Postby booboo » Sun Dec 18, 2011 10:18 am

My understanding:

Joint liability was the historical standard. Under joint liability, one party pays the entire amount of the damages, without being able to seek contribution. Now in the case where there are multiple tortfeasors, if the percentage of fault is equated, under a joint system any of the defendants that are sued cannot seek indemnity or contribution, on the principle that one who has faulted another should not escape paying for the wrong. (Remember, back in the ole days, the system was pretty much all or nothing, in many respects). For a case that exemplifies this, look at Union Stockyard Co. v. some R.R. co.

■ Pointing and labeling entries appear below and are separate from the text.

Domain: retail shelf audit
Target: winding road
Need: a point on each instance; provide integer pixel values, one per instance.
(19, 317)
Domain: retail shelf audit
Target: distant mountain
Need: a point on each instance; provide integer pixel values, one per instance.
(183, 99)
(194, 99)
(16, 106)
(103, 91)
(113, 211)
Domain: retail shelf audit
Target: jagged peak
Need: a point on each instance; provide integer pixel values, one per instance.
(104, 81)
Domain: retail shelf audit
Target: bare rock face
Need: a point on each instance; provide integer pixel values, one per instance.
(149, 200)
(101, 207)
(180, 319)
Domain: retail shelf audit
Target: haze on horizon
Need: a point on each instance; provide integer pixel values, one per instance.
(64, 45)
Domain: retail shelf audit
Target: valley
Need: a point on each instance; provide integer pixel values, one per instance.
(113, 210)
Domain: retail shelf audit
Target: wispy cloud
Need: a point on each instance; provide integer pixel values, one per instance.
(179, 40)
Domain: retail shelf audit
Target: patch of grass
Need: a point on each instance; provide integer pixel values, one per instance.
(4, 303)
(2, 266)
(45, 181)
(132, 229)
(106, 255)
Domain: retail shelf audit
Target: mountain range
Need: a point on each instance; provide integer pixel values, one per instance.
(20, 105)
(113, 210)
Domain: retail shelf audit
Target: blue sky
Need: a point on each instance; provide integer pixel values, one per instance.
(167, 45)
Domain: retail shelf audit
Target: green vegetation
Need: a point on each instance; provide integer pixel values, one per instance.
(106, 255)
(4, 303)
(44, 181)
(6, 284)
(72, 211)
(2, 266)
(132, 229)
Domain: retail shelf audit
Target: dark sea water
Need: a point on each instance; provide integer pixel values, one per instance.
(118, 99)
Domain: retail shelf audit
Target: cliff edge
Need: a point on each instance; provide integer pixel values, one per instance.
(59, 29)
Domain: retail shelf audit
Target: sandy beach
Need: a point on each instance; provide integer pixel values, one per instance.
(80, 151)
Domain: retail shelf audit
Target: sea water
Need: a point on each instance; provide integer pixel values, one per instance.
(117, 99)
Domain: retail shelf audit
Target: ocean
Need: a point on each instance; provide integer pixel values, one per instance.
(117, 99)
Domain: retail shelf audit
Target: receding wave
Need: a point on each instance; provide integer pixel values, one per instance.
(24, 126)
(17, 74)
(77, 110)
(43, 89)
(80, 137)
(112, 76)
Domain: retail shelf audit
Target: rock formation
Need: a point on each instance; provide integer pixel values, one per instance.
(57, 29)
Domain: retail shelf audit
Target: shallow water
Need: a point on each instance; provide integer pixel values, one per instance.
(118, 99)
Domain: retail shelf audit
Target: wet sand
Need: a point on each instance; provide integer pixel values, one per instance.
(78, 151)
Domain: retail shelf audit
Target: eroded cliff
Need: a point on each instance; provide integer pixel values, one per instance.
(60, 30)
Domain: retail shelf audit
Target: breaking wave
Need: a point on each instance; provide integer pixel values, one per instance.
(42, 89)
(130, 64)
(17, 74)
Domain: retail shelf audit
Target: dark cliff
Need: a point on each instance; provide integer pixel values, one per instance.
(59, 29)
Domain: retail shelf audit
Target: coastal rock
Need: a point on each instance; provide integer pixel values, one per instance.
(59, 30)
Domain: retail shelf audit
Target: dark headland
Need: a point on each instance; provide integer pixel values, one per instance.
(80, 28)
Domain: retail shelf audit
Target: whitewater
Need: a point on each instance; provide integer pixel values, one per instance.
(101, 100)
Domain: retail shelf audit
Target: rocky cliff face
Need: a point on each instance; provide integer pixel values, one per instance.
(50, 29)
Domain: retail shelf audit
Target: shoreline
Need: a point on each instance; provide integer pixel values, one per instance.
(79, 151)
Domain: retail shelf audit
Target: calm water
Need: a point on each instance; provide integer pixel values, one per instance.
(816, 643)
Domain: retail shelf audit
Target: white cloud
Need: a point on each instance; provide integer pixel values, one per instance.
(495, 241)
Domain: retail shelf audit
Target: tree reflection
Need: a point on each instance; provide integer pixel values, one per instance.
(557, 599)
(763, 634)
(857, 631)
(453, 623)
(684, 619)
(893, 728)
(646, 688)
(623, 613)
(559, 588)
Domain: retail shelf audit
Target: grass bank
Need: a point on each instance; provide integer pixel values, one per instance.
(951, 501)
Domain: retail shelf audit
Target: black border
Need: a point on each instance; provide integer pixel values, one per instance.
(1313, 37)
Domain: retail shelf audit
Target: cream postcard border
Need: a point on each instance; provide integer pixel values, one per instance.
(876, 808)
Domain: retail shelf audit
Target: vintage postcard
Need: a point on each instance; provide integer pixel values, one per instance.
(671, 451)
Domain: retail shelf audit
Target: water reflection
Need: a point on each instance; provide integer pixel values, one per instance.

Joint and Several Liability was created to be a more equitable distribution of payment between the tortfeasing parties, while still fully compensating the plaintiff. Under such a system, plaintiff need only find one defendant to sue for the entirety of the damages, even if that party was not the primary or even significantly at fault in comparison to the harm caused. That party, if they so wish, can seek contribution from the other tortfeasing parties, up to the amount that a court would decide they were "wrongful." This also solves the insolvent defendant problem that plaintiffs may face, regarding the inability to gain full compensation of the harm.

Pro rata was just a weird system where the court decided that each tortfeasor to a harm was to be apportioned the amount of harm based upon the amount of parties within the tortfeasing group. Under joint, one party could likely not seek contribution since all the parties equally contributed to the harm. Under joint and several, it removed the necessity of calculation of the apportionment of the amount of wrong per tortfeasor, but still allows for full compensation, by allowing the insolvent defendant's liability to be spread equally between the remaining solvent tortfeasing parties.

I did not proof this, if there is a problem with this other poasters, please fix.